Wednesday, August 18, 2004

We saw Troy (again) last night, and I had a few thoughts.
1. Achilles' impiety -- his lack of respect towards the gods of his time -- resembles Socrates' impiety. He sort of represents the emergence of red egotistic mentality from purple tribalism, just as Socrates represents the orange rationalistic mentality emerging from blue myth.

2. The key line is: "The gods envy us. They envy us because we are mortal. Because every moment could be our last, and everything is more beautiful because we are doomed."

For some odd reason, I connect this with the difference between Aurobindo and Ramana Maharshi. Ramana Maharshi says that waking life is not different from dream life.
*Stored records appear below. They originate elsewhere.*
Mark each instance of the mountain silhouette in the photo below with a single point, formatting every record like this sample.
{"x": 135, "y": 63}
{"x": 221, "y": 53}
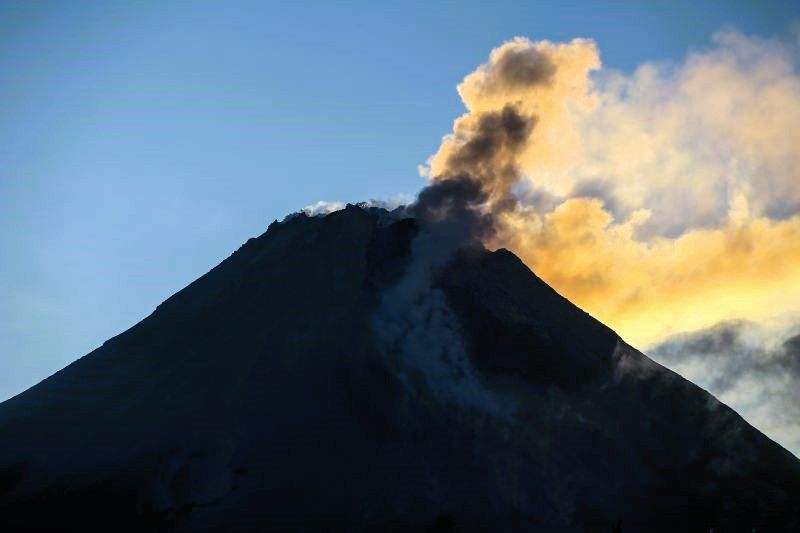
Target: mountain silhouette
{"x": 287, "y": 389}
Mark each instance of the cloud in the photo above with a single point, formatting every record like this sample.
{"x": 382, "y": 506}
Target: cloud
{"x": 662, "y": 201}
{"x": 754, "y": 369}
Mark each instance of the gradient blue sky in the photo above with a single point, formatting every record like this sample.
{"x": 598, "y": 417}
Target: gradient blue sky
{"x": 143, "y": 142}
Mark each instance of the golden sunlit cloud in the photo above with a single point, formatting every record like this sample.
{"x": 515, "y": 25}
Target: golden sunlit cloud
{"x": 663, "y": 201}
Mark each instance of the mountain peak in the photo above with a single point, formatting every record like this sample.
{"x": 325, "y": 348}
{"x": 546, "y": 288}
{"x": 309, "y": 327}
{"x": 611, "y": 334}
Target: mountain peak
{"x": 322, "y": 376}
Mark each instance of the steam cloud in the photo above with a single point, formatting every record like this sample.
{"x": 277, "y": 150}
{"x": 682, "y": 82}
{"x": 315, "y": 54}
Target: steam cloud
{"x": 663, "y": 201}
{"x": 754, "y": 369}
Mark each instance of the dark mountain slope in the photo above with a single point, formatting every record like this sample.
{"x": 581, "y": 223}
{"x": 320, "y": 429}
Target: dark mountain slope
{"x": 263, "y": 397}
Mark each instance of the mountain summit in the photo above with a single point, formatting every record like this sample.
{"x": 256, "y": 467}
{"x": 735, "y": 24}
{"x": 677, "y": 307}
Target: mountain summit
{"x": 323, "y": 378}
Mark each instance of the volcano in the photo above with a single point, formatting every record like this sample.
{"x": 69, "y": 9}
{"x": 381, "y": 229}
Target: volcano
{"x": 285, "y": 390}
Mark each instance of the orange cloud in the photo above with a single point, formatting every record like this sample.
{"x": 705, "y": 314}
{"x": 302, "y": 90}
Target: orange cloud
{"x": 663, "y": 201}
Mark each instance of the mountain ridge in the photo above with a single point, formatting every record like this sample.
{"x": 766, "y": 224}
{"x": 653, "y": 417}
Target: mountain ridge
{"x": 265, "y": 395}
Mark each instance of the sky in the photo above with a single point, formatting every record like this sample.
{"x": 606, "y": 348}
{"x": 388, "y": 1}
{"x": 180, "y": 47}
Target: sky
{"x": 141, "y": 143}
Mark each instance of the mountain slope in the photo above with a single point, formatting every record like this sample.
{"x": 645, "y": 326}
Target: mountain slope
{"x": 267, "y": 395}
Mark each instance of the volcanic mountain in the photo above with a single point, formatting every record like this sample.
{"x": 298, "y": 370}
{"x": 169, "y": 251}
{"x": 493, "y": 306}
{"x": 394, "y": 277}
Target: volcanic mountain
{"x": 312, "y": 382}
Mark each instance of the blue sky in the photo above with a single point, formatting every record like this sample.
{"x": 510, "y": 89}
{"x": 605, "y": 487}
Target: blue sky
{"x": 143, "y": 142}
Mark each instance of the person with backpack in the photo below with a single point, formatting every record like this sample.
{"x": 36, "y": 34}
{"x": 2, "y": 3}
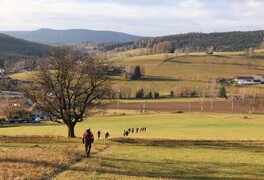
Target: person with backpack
{"x": 99, "y": 134}
{"x": 107, "y": 135}
{"x": 88, "y": 139}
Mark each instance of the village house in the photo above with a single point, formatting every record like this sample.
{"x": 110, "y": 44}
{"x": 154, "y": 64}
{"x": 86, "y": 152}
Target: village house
{"x": 249, "y": 80}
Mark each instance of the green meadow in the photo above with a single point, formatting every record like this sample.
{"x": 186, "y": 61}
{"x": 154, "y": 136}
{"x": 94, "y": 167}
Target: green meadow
{"x": 175, "y": 146}
{"x": 166, "y": 72}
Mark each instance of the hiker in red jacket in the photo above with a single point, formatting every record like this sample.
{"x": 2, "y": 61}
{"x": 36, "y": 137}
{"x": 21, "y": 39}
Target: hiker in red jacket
{"x": 88, "y": 139}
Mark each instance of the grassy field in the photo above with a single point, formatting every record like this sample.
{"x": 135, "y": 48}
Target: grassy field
{"x": 184, "y": 146}
{"x": 180, "y": 71}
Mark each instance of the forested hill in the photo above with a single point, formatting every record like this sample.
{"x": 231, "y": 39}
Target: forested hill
{"x": 13, "y": 49}
{"x": 193, "y": 42}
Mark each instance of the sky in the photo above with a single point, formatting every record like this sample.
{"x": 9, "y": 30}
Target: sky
{"x": 137, "y": 17}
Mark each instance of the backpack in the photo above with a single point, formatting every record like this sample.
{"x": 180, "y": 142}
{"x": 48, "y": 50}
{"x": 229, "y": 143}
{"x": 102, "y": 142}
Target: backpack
{"x": 88, "y": 136}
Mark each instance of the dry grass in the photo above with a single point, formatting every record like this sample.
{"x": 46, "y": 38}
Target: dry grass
{"x": 36, "y": 157}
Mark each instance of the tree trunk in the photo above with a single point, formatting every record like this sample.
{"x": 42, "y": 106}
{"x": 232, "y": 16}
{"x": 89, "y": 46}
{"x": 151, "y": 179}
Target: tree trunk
{"x": 71, "y": 130}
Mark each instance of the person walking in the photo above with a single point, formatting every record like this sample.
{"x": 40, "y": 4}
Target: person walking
{"x": 88, "y": 139}
{"x": 107, "y": 135}
{"x": 99, "y": 134}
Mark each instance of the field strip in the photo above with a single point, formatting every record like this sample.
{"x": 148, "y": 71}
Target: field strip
{"x": 85, "y": 168}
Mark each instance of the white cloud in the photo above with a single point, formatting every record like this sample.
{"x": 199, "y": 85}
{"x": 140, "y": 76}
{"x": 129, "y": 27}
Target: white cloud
{"x": 140, "y": 17}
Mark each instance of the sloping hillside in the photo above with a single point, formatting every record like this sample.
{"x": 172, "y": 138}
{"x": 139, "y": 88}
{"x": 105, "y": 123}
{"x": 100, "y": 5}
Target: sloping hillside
{"x": 50, "y": 36}
{"x": 193, "y": 42}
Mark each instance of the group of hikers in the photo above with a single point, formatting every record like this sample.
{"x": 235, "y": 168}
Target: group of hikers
{"x": 131, "y": 130}
{"x": 88, "y": 139}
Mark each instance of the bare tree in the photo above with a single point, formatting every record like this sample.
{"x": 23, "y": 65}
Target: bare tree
{"x": 70, "y": 86}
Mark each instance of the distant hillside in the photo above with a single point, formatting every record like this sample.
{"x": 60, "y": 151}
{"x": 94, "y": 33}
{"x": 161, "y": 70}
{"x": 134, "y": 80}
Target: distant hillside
{"x": 13, "y": 49}
{"x": 192, "y": 42}
{"x": 50, "y": 36}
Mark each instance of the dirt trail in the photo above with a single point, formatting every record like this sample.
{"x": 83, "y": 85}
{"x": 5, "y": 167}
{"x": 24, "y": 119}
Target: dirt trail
{"x": 85, "y": 168}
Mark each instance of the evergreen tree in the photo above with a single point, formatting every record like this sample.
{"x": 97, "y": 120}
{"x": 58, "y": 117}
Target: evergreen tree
{"x": 137, "y": 73}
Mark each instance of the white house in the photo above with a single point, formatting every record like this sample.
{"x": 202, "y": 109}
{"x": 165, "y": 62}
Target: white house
{"x": 249, "y": 80}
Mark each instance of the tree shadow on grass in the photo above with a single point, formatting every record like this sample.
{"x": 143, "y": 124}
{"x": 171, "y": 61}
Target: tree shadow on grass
{"x": 175, "y": 169}
{"x": 252, "y": 146}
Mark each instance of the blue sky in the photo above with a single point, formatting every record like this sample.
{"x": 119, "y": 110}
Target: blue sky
{"x": 138, "y": 17}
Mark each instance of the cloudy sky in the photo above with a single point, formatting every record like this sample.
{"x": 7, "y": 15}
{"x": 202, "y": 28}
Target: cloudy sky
{"x": 138, "y": 17}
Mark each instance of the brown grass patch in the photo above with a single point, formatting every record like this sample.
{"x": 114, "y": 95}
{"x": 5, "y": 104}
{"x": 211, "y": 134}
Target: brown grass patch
{"x": 37, "y": 157}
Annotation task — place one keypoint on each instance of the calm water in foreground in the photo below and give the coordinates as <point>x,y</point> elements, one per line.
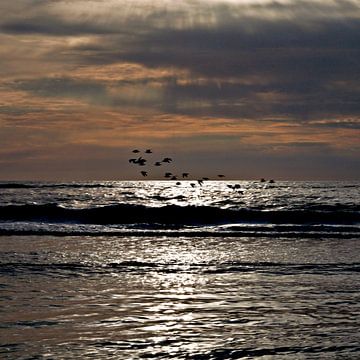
<point>151,270</point>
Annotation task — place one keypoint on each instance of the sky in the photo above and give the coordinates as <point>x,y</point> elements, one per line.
<point>248,88</point>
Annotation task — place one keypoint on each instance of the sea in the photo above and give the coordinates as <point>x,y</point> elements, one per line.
<point>180,270</point>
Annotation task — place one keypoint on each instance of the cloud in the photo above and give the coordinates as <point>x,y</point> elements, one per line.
<point>260,78</point>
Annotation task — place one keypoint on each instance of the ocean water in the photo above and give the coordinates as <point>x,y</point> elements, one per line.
<point>151,269</point>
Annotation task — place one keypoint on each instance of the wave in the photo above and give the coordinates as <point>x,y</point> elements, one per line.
<point>15,185</point>
<point>178,215</point>
<point>204,267</point>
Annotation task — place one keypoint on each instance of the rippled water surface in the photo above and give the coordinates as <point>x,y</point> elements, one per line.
<point>76,297</point>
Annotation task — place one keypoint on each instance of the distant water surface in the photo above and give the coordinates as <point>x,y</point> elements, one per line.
<point>133,270</point>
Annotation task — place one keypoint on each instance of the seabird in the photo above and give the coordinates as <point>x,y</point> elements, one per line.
<point>141,161</point>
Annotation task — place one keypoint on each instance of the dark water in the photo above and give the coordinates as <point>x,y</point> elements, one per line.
<point>152,270</point>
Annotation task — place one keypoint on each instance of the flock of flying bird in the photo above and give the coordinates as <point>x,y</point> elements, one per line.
<point>140,161</point>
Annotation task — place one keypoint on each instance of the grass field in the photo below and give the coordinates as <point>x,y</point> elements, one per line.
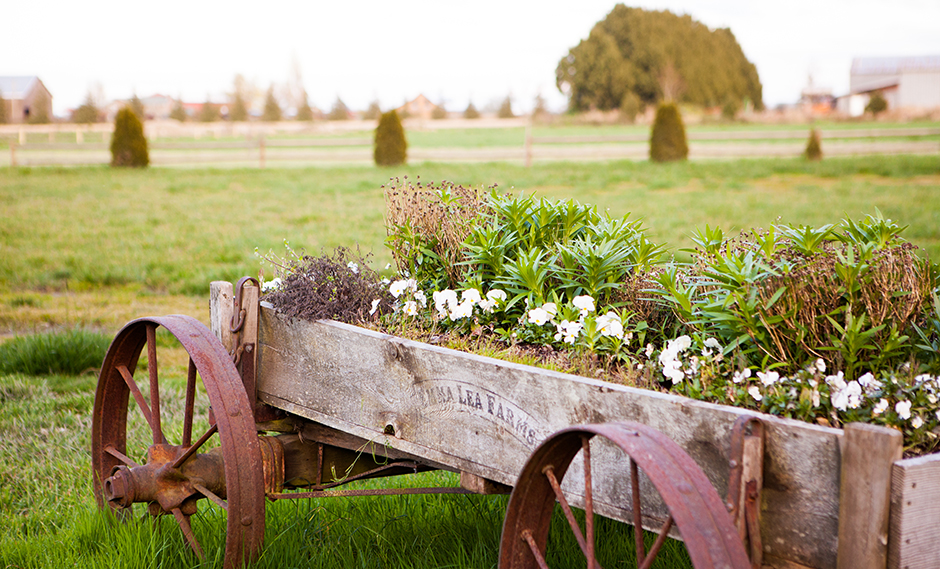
<point>94,248</point>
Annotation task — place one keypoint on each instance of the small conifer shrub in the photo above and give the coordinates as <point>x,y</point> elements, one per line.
<point>128,143</point>
<point>876,104</point>
<point>813,148</point>
<point>390,145</point>
<point>668,142</point>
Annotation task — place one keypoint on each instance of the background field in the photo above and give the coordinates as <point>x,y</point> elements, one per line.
<point>94,247</point>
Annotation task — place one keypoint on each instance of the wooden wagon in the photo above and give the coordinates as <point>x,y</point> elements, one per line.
<point>300,408</point>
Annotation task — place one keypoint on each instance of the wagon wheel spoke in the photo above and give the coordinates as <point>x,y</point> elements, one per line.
<point>155,426</point>
<point>183,521</point>
<point>189,405</point>
<point>534,548</point>
<point>120,456</point>
<point>192,449</point>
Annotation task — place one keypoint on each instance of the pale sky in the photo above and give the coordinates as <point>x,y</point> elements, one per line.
<point>455,52</point>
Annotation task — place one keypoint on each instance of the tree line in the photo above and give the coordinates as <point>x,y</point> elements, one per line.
<point>635,57</point>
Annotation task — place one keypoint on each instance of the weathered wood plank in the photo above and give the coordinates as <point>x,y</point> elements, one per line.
<point>915,514</point>
<point>868,451</point>
<point>486,416</point>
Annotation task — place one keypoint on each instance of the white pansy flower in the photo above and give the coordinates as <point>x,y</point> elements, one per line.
<point>755,392</point>
<point>471,295</point>
<point>903,409</point>
<point>584,303</point>
<point>768,378</point>
<point>610,325</point>
<point>538,316</point>
<point>398,287</point>
<point>444,300</point>
<point>740,376</point>
<point>672,371</point>
<point>462,310</point>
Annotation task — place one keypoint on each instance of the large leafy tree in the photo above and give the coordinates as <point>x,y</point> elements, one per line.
<point>641,51</point>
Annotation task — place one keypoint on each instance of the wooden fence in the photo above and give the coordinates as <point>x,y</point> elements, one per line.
<point>350,142</point>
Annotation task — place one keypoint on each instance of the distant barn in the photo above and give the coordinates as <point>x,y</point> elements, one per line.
<point>24,96</point>
<point>905,82</point>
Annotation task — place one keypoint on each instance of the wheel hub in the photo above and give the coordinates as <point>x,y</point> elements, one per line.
<point>164,486</point>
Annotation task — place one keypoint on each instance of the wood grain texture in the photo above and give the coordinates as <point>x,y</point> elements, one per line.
<point>868,451</point>
<point>915,514</point>
<point>486,416</point>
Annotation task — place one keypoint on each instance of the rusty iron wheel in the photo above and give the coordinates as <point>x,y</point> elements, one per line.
<point>175,474</point>
<point>694,506</point>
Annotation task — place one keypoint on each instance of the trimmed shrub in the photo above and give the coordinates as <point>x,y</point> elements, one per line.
<point>813,148</point>
<point>390,145</point>
<point>128,143</point>
<point>876,104</point>
<point>667,142</point>
<point>339,112</point>
<point>272,111</point>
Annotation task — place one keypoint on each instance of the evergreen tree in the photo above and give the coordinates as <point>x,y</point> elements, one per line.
<point>390,145</point>
<point>209,112</point>
<point>813,147</point>
<point>630,48</point>
<point>178,113</point>
<point>668,142</point>
<point>373,112</point>
<point>87,113</point>
<point>876,104</point>
<point>272,111</point>
<point>505,109</point>
<point>238,109</point>
<point>138,107</point>
<point>39,110</point>
<point>339,112</point>
<point>304,112</point>
<point>128,143</point>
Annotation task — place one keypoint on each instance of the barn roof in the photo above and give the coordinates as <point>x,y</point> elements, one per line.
<point>892,65</point>
<point>16,87</point>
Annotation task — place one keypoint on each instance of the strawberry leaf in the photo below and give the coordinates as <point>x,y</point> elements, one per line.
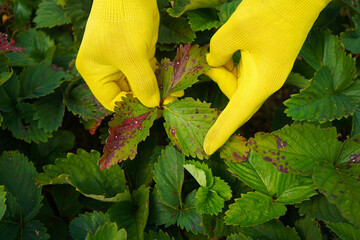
<point>187,122</point>
<point>129,126</point>
<point>188,65</point>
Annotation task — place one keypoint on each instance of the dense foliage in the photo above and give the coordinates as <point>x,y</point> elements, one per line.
<point>70,169</point>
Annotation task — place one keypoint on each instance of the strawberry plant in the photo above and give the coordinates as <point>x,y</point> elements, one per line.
<point>70,169</point>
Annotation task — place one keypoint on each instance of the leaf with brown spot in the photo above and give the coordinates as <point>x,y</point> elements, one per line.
<point>188,65</point>
<point>129,126</point>
<point>235,149</point>
<point>187,122</point>
<point>298,148</point>
<point>341,187</point>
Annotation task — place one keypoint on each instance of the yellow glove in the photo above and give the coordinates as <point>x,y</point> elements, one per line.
<point>270,34</point>
<point>116,55</point>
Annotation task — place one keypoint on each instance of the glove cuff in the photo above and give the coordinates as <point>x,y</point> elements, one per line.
<point>300,13</point>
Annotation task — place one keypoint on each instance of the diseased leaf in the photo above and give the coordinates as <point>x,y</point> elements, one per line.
<point>82,172</point>
<point>265,178</point>
<point>350,152</point>
<point>308,229</point>
<point>187,122</point>
<point>320,208</point>
<point>203,19</point>
<point>2,201</point>
<point>252,209</point>
<point>340,186</point>
<point>273,230</point>
<point>227,9</point>
<point>351,37</point>
<point>23,197</point>
<point>20,122</point>
<point>39,80</point>
<point>322,101</point>
<point>181,6</point>
<point>108,231</point>
<point>129,126</point>
<point>188,65</point>
<point>175,30</point>
<point>298,148</point>
<point>345,231</point>
<point>132,214</point>
<point>235,149</point>
<point>50,111</point>
<point>40,48</point>
<point>87,223</point>
<point>50,14</point>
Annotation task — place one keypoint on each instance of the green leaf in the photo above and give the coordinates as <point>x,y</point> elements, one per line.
<point>175,30</point>
<point>50,111</point>
<point>351,37</point>
<point>2,201</point>
<point>50,14</point>
<point>39,80</point>
<point>132,214</point>
<point>345,231</point>
<point>238,236</point>
<point>5,72</point>
<point>273,230</point>
<point>169,176</point>
<point>308,229</point>
<point>83,172</point>
<point>130,125</point>
<point>158,236</point>
<point>78,11</point>
<point>181,6</point>
<point>235,149</point>
<point>82,102</point>
<point>9,92</point>
<point>34,230</point>
<point>201,172</point>
<point>350,153</point>
<point>23,197</point>
<point>356,122</point>
<point>298,148</point>
<point>109,231</point>
<point>187,122</point>
<point>265,178</point>
<point>39,47</point>
<point>203,19</point>
<point>20,122</point>
<point>215,226</point>
<point>340,186</point>
<point>87,223</point>
<point>56,147</point>
<point>188,65</point>
<point>168,205</point>
<point>227,9</point>
<point>323,101</point>
<point>320,208</point>
<point>253,208</point>
<point>298,80</point>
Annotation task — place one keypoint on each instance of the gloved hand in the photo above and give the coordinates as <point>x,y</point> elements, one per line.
<point>270,34</point>
<point>116,55</point>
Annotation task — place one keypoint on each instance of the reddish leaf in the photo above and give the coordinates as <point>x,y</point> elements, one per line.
<point>235,149</point>
<point>6,47</point>
<point>130,125</point>
<point>188,65</point>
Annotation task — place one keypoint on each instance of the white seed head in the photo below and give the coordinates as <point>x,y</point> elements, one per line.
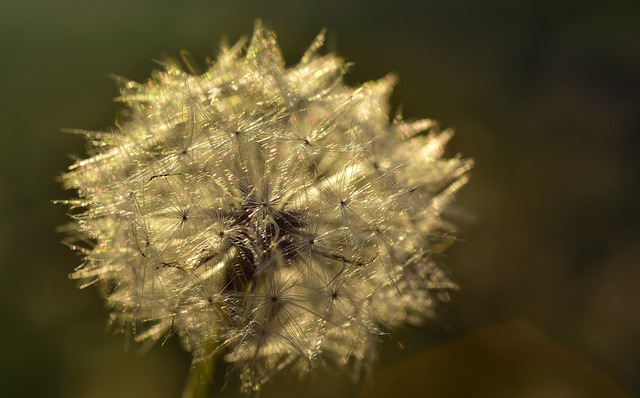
<point>271,214</point>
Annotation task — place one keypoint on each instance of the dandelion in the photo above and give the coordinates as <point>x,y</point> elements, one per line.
<point>269,214</point>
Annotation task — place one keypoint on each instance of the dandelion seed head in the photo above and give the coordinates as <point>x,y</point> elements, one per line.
<point>267,213</point>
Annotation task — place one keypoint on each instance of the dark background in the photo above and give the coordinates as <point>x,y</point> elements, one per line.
<point>544,95</point>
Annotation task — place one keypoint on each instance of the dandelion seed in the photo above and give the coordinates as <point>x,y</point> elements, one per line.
<point>269,214</point>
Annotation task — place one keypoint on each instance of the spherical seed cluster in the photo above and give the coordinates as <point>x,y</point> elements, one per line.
<point>273,215</point>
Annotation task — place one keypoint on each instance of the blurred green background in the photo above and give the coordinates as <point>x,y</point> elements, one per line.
<point>544,95</point>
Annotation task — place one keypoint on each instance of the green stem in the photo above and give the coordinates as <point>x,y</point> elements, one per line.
<point>200,379</point>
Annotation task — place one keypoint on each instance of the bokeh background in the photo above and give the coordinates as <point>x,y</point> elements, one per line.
<point>543,94</point>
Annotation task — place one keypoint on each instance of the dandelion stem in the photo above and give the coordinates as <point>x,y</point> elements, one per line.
<point>199,379</point>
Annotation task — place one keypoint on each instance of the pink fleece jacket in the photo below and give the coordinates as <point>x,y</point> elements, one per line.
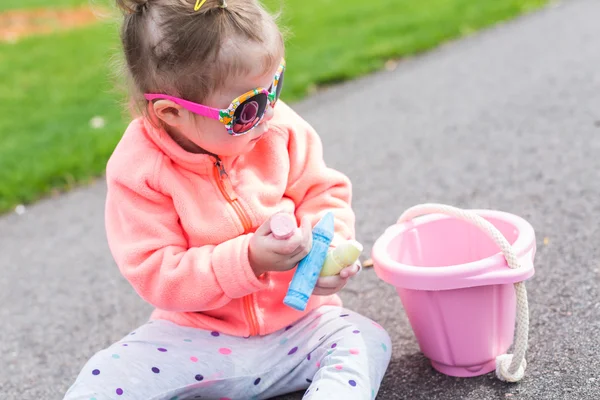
<point>178,227</point>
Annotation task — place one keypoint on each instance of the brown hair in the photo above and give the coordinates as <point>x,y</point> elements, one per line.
<point>171,48</point>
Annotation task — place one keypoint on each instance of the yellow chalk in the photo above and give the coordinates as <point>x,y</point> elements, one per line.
<point>344,255</point>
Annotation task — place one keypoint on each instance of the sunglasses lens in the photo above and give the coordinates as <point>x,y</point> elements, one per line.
<point>249,113</point>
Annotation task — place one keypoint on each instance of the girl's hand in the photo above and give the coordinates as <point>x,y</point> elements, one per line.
<point>328,285</point>
<point>266,253</point>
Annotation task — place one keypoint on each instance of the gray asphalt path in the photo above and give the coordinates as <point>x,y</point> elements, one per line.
<point>508,119</point>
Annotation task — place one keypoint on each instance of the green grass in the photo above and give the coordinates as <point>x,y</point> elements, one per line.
<point>52,86</point>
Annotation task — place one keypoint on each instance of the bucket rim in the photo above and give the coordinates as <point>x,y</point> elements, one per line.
<point>489,270</point>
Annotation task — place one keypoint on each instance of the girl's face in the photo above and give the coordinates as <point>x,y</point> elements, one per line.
<point>212,136</point>
<point>204,135</point>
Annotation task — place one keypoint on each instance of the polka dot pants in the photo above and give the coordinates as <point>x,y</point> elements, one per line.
<point>332,352</point>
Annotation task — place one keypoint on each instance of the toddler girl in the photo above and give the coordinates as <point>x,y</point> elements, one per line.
<point>192,186</point>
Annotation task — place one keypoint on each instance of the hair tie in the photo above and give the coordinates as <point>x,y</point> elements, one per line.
<point>200,3</point>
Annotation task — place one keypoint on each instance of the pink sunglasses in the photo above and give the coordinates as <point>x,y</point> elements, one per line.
<point>244,112</point>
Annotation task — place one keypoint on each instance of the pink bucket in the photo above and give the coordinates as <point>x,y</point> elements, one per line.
<point>458,288</point>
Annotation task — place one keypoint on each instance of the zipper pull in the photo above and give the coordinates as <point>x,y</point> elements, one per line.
<point>226,187</point>
<point>221,168</point>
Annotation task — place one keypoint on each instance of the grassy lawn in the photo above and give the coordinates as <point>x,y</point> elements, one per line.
<point>52,86</point>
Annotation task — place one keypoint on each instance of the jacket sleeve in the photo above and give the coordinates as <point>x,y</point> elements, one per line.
<point>314,187</point>
<point>152,253</point>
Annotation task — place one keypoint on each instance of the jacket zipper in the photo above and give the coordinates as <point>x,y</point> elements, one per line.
<point>226,189</point>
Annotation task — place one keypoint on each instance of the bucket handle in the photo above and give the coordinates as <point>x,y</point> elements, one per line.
<point>509,367</point>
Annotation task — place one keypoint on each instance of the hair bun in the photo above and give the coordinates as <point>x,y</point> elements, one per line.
<point>132,6</point>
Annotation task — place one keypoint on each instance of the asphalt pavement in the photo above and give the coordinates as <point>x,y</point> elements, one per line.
<point>507,119</point>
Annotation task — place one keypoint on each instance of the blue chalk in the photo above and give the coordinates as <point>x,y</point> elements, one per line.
<point>308,270</point>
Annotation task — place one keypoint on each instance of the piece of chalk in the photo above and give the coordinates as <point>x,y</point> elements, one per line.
<point>282,226</point>
<point>344,255</point>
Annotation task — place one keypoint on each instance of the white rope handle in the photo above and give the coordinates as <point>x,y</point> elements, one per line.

They are both basically illusion from which one must awaken to realize the Absolute Self.

Aurobindo says (reflecting, I believe, the influence of Western thought): No, that's wrong. Waking life is important. We are here on Earth for a short time. We must grow and evolve in the life we are given, and as we evolve, God grows and evolves.

3. There is a process by which v-memes become mundane. That is, at one point long ago in human history, Romanticism didn't exist except as a stage through which only the most gifted mystics passed. Then in the sixteenth century, it became more common. It sort of came down to Earth from Heaven. Historians refer to that event, when the green meme came down to Earth and became mainstream, as the Romantic Movement. It, of course, had major socio-political ramifications on human history.

Perhaps we can use this example to understand what Aurobindo refers to as something like 'bringing down the Overmind'. He is referring to the process by which mystical, transpersonal realms become common, mainstream memes, features of human history.

Perhaps we could go further and speculate that as Aurobindo was deep in contemplation in Pondicherry for thirty years, he not just gathering a cultish group of followers around him. Perhaps he was, as he claimed, bringing down the oversoul -- making real and concrete and mainstream what was previously rare and fleeting. It would be difficult to know what the effects of Aurobindo's contemplation, but we could speculate.
a. We have now had several political figures who opposed violence with spiritual power. They were called Gandhiji, Martin Luther King Jr., and Nelson Mandela.

b. We also now have a medium by which thoughts can be communicated immediately, without regard for distance or space, which one could call a sphere of the subtle realm. It is called the Internet.

c. We also have a mainstream New Age author who is bringing Aurobindo's theories and Ramana's spirituality to the masses. He is named Ken Wilber.

These thoughts are surely heretically speculative. But they are the thoughts that I had.